Falls Du so etwas bei Dir oder Deinen Lieben feststellen solltest oder denkst, dass Du eben nicht schaffst, alle diese Aspekte beim Einkaufen und bei der Nahrungszubereitung auch zu beachten, dann kann es doch ratsam sein, ein paar Folsäuretabletten mit auf den täglichen Speiseplan zu bringen. Dabei solltest Du wissen, dass der Körper eines gesunden Erwachsenen mehr als 1000 Mikrogramm Folsäure nicht aufnahmen kann.
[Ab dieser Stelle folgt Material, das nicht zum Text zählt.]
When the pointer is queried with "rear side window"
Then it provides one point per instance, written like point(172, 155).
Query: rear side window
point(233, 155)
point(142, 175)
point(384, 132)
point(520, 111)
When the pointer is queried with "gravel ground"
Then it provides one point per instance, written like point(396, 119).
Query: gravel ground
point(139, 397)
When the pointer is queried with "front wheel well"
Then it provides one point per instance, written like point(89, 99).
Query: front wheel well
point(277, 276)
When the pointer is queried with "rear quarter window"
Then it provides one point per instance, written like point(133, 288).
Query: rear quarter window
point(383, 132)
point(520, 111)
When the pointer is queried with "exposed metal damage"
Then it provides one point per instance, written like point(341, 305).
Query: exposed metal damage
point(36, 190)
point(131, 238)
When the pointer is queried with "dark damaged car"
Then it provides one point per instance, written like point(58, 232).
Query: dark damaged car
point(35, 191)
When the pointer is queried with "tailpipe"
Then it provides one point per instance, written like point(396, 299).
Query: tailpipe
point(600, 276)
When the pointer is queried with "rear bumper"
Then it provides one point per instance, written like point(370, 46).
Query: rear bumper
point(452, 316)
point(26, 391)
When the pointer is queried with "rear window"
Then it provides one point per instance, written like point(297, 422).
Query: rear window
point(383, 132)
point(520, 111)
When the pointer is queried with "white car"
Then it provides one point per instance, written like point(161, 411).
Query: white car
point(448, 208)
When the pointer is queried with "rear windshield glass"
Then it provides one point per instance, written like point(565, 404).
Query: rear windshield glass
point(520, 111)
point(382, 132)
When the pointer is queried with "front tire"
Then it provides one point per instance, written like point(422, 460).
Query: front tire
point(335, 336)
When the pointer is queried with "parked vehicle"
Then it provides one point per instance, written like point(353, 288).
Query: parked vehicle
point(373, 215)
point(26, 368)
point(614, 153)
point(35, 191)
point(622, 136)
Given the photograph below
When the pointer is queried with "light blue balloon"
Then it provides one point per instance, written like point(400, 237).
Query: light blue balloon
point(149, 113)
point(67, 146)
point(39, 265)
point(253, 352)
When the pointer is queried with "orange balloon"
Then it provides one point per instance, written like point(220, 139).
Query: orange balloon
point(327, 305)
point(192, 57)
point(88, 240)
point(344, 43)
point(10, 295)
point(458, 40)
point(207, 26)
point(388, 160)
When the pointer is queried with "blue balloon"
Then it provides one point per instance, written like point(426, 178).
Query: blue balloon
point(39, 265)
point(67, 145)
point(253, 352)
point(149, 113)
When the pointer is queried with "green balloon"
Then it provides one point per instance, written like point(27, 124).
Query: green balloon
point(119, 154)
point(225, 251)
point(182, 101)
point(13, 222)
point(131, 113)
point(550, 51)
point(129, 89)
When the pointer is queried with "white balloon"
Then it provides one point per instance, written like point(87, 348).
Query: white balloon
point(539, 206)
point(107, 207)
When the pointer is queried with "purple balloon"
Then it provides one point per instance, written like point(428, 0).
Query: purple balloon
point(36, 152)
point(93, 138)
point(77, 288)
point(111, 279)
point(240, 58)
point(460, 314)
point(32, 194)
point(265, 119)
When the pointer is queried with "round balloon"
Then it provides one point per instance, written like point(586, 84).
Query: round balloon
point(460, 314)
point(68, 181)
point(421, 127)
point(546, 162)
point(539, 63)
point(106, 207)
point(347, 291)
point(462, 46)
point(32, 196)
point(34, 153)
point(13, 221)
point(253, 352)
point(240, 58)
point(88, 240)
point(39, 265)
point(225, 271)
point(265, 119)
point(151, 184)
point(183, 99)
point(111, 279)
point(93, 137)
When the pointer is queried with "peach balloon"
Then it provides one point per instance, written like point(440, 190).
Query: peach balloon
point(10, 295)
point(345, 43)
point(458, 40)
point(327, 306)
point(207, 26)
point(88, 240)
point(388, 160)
Übertreiben solltest Du also mit der Nahrungsergänzung wiederum nicht. Bisher sind hierzulande aber wirkliche Schäden durch eine Überdosierung nicht bekannt. Dafür aber wie gesagt immer wieder Missbildungen bei Neugeborenen, die auf einen Folsäuremangel zurückzuführen sind.